I just wanna sleep all the time, my mind can barely function, every bone in my body hurts and I cry all the time. Sigh. By now I know all these warning signs, I’ve been there before. I’m stressed, frustrated and I just wanna lie in my bed. I simply can’t handle the world these days.
I have my second examination tomorrow and I don’t understand any of the things I’m reading. Nothing. It’s just letters forming some sort of chaos on the paper. I need to understand it, I’m just sick and tired of having to do stuff. I just wanna sleep.
I passed my examination last friday, just barely but I past. I just need to pass this one tomorrow. My problem is that I want good grades, I just don’t have the energy to pursue them. When I don’t do well I’m disappointed by myself, because I know that I can do better. I never take into account that perhabs my mind simply can’t handle more than the bare minimum. I have to pass my exams, no more. So hopefully I’ll succeed.
I have decided to take a leave of absence from my studies. I just need to finish two exams, then I’m done. At least for a while. Last friday I had a chat with my student councellor, and I can either take a break for six months or a year. Honestly I would prefere a year.
Hopefully this break will make me happy again, I really hope so. I feel like I’m not there for my friends and family, that I neglet my boyfriend and the only thing I look forward too is lying in my bed. So, at the moment life sucks and I feel awful.
I’m not quite sure what to do about money, but I guess I’m just gonna visit every store and restaurant nearby, and hope that someone will hire me. I just need to put on my happy face and play the part. That’s something I know I can do…
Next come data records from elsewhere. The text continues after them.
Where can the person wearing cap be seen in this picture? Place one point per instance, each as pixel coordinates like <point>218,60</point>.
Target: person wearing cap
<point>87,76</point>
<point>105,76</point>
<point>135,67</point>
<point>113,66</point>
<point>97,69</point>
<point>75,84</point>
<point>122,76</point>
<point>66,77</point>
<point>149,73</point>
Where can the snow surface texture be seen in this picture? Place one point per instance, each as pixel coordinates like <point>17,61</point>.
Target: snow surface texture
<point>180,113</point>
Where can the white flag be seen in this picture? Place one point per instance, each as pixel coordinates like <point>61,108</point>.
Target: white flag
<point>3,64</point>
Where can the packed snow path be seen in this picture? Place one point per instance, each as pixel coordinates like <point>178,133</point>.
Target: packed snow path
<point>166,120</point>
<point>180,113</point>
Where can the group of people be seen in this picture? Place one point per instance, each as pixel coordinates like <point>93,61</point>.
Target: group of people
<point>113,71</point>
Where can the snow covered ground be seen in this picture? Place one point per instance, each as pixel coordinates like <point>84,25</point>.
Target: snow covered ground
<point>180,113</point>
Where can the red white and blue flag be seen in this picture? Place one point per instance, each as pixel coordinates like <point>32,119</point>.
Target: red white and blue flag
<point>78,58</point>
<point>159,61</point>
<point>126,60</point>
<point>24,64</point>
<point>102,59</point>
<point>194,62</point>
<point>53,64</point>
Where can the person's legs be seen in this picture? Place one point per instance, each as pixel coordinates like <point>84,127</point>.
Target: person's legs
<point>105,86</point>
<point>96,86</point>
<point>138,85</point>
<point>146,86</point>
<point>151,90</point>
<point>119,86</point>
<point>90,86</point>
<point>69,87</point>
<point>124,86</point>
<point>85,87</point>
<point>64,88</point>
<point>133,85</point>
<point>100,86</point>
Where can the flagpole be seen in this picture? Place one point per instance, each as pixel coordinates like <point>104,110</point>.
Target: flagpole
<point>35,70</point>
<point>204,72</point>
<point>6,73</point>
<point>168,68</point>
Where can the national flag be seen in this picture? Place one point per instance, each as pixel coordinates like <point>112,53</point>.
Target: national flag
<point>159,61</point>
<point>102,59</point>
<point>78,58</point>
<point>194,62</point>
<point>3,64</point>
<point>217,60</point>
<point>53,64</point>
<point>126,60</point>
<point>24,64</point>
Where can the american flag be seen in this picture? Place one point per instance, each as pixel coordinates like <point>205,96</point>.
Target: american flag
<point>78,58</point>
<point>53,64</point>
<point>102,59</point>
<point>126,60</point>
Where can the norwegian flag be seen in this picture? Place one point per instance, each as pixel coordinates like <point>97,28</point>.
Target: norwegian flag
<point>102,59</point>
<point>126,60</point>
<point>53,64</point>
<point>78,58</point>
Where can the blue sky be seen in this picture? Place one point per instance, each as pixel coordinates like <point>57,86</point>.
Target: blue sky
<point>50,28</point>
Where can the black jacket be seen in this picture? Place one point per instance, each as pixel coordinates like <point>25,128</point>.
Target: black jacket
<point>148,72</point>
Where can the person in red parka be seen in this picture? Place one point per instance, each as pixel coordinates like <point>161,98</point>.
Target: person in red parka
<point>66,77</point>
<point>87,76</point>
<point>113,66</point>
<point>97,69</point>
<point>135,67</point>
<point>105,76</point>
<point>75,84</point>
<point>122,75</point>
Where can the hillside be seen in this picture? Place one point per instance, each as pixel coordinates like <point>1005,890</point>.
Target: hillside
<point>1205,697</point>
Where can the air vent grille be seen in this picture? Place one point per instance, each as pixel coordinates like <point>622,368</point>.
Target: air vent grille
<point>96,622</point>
So, a little update. Now I’ll get back to reading about loans and mortgages… Sigh… Right now I have no idea how I ended up here. It makes no sense. It must have been my pragmatic brain who has run the show.
Then on top of it this adorable mare is now for sale. I saw her a couple of months ago and I instantly liked her. She’s for sale and cheap. But, with no money and no income well no horse.. And right now I can barely take care of myself, so I can’t see how I should be able to take care of a horse fulltime.
But, she sure is a sweetheart. Sigh.